Safety monitoring has specifically looked at rare, serious adverse events. For the older adult vaccines, post-marketing surveillance has focused on a potential, though very rare, association with Guillain-Barré Syndrome (GBS), a neurological condition. The available data suggest the overall benefits of the vaccine in preventing severe RSV-related illness outweigh this minimal risk, especially for high-risk populations.
For the maternal vaccine, Abrysvo, initial concerns regarding preterm birth rates were addressed with further study. The final clinical trial data showed that the rate of preterm birth in the vaccinated group was comparable to the rate in the placebo group, indicating no increased risk. The safety profile of the infant monoclonal antibody, Nirsevimab, is also considered favorable, with the most common adverse events being minor injection site reactions, rash, and fever. Continued pharmacovigilance for all products has not identified any new safety signals or unexpected risks.
Official Recommendations for Administration
Official guidelines from the Advisory Committee on Immunization Practices (ACIP) delineate which preventative option is appropriate for each population and the optimal timing for administration. For older adults, the recommendation is a single dose of an approved RSV vaccine for all individuals aged 75 years and older. For adults aged 60 to 74 years, the decision to vaccinate should be made through shared clinical decision-making with a healthcare provider, especially for those with co-existing medical conditions that increase the risk of severe RSV disease.
The maternal vaccine (Abrysvo) is recommended for pregnant people during a specific window, generally between 32 through 36 weeks of gestation. This timing is designed to maximize the transfer of protective antibodies to the fetus just before birth, ensuring the infant has high levels of immunity during their first RSV season. This vaccination should occur during the seasonal window of September through January in the continental United States.

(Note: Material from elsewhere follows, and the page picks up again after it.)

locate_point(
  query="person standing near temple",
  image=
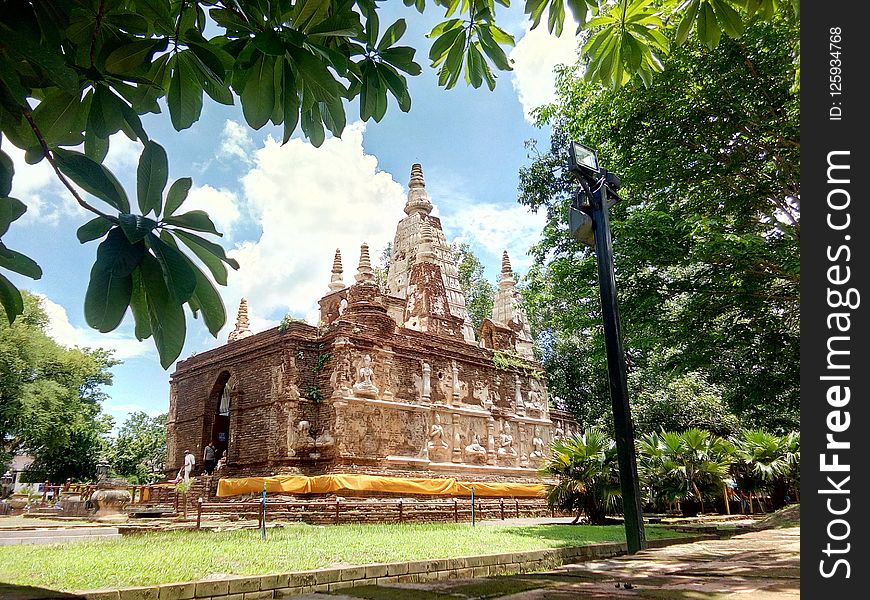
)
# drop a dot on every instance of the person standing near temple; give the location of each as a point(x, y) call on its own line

For infants, a single dose of the monoclonal antibody Nirsevimab is recommended for all babies born during or entering their first RSV season. Certain children up to 24 months of age who remain vulnerable to severe RSV disease, such as those with chronic lung disease or congenital heart disease, are also recommended to receive a dose for their second RSV season.
A crucial consideration is the non-overlap rule for infant protection, which simplifies the decision-making process for parents and providers. If a pregnant person receives the maternal RSV vaccine at the recommended time, the infant usually does not need the Nirsevimab injection. The choice is determined by which preventative measure is administered first.